Examination of MYB in Adenoid Cystic Carcinoma and Other Neoplasms of the Head & Neck.
Louis B Brill, William A Kanner, Christopher A Moskaluk, Ywonne Andren, Andre Fehr, Goran Stenman, Henry F Frierson. University of Virginia, Charlottesville; University of Gothenburg, Sweden
Background: Adenoid cystic carcinomas (ACC) are characterized by a recurrent and tumor type-specific t(6;9)(q22-23;p23-24) chromosomal translocation. Recent studies have shown that this translocation results in a novel fusion of the MYB oncogene with the transcription factor gene NFIB in ACC arising in several anatomic sites including the salivary glands. In this study of ACC and other neoplasms of the head & neck, we explored the diagnostic utility of an antibody that recognizes residues near the N-terminus of MYB and compared the results with the expression of MYB-NFIB fusion transcripts.

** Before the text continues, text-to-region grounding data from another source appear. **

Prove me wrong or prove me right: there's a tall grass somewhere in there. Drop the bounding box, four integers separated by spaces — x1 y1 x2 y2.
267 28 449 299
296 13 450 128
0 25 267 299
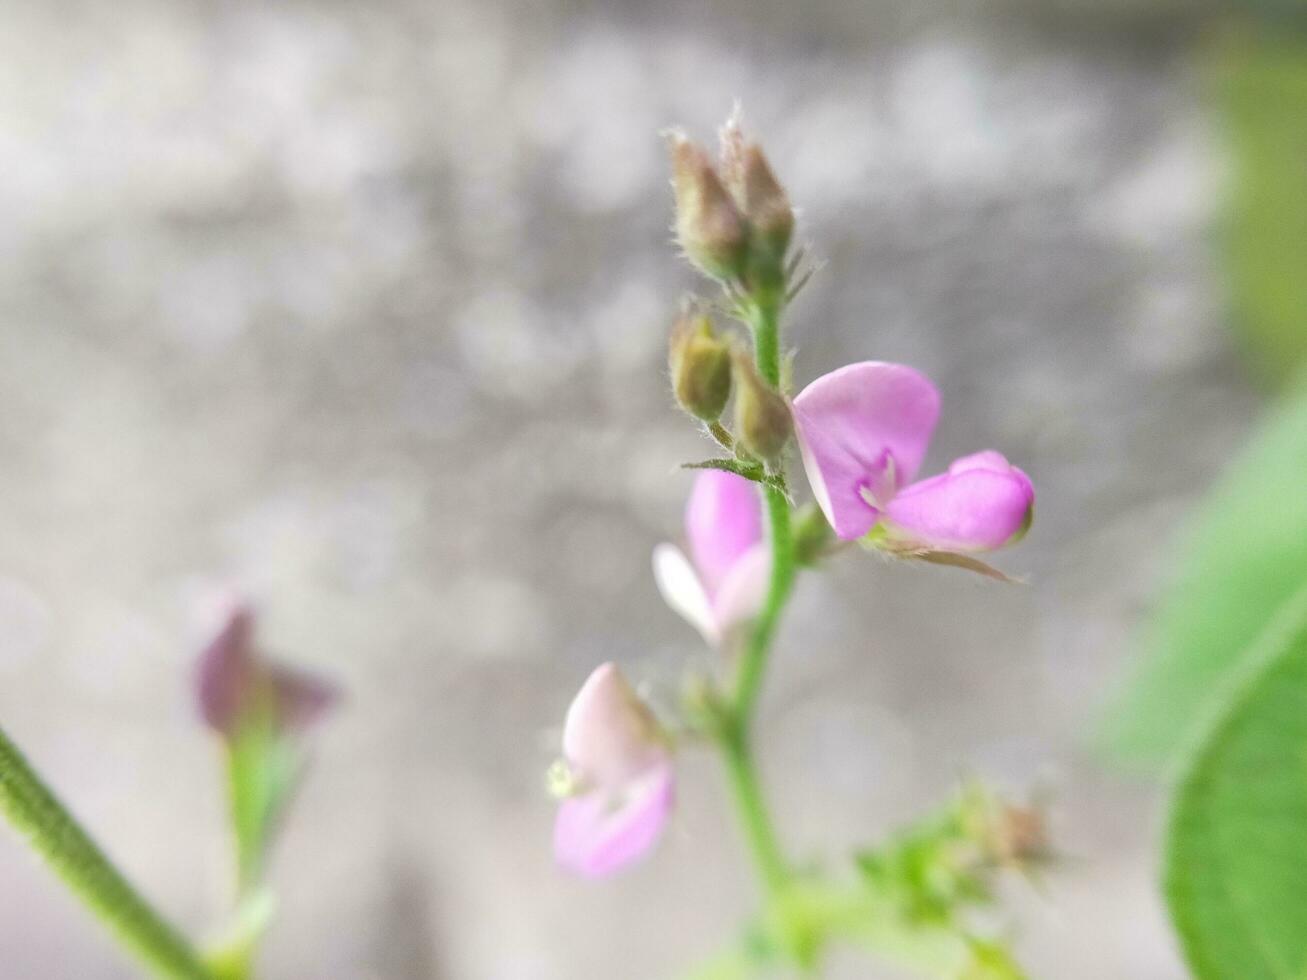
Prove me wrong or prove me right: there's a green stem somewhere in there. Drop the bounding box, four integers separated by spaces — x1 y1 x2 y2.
749 287 783 389
735 486 796 719
0 724 212 979
720 720 789 895
716 286 800 898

Design: We immunostained 68 cases of ACC of various anatomic sites and 113 non-ACC tumors of the head and neck. An anti-MYB rabbit monoclonal antibody (clone EP769Y,1:200 dilution, Epitomics, Inc.) was used after pressure cooker antigen retrieval. MYB immunostaining was considered positive if greater than 5% of tumor cells displayed strong nuclear staining. RT-PCR and nucleotide sequence analysis were used to determine the MYB-NFIB gene fusion status, while quantitative real-time PCR was employed to examine MYB expression levels.

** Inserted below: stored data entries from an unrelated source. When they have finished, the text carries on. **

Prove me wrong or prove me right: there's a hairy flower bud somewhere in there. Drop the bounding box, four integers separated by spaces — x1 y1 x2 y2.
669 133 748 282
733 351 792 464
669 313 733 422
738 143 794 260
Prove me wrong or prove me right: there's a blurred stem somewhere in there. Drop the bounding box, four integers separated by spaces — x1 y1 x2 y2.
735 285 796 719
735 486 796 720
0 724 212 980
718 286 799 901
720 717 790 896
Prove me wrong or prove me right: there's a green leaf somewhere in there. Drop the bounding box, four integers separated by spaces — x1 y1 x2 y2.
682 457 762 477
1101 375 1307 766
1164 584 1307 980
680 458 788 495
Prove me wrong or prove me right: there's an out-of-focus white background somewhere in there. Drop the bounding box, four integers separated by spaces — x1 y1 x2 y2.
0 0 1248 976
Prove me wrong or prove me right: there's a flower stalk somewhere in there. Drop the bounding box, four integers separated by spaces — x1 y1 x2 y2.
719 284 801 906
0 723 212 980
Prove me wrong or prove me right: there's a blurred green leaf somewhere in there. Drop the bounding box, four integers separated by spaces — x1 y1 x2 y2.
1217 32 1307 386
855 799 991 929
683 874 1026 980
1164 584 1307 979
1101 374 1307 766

Results: 53 ACC arose in the aerodigestive tract, while 15 were from other sites. 82% of ACC were positive for MYB compared with 14% of non-ACC neoplasms. The sensitivity and specificity of MYB immunostaining for ACC was 82% and 86%, respectively. There was no difference in staining according to the grade of ACC, but a peculiar zonal pattern of staining was observed in various cases. Approximately 70% of a subset of ACCs (n=30) were fusion-positive and these also were consistently positive by IHC. Non-ACC tumors that stained positive for MYB were typically fusion-negative. Analysis of the expression levels of MYB by quantitative real-time PCR showed that 90% of the fusion-positive cases also expressed high levels of MYB transcripts.

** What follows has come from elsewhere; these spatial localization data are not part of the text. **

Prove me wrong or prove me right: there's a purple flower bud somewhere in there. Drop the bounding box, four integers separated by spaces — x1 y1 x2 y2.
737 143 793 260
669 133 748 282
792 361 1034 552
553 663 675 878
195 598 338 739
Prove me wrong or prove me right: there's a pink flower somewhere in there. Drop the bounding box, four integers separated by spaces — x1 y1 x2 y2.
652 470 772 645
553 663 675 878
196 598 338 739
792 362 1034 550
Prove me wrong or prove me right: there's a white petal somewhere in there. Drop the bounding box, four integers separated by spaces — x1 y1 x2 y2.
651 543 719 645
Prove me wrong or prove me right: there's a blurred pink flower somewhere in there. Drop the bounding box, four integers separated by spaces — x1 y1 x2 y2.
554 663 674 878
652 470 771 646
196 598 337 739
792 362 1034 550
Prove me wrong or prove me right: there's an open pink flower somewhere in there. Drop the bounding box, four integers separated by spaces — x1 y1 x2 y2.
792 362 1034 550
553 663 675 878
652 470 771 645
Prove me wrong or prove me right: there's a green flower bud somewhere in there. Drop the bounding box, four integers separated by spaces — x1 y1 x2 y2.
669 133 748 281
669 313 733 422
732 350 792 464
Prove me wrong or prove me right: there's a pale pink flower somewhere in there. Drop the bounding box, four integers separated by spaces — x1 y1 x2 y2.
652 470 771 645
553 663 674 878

Conclusions: Fusion-positive ACC typically express high levels of MYB transcripts and are positive for MYB with IHC. MYB immunostaining is sensitive and specific for the diagnosis of ACC, but some non-ACC neoplasms in the differential diagnosis are also labeled. The zonal pattern of positive and negative staining observed in some cases may relate to issues of formalin fixation and relatively brief half-life of the protein.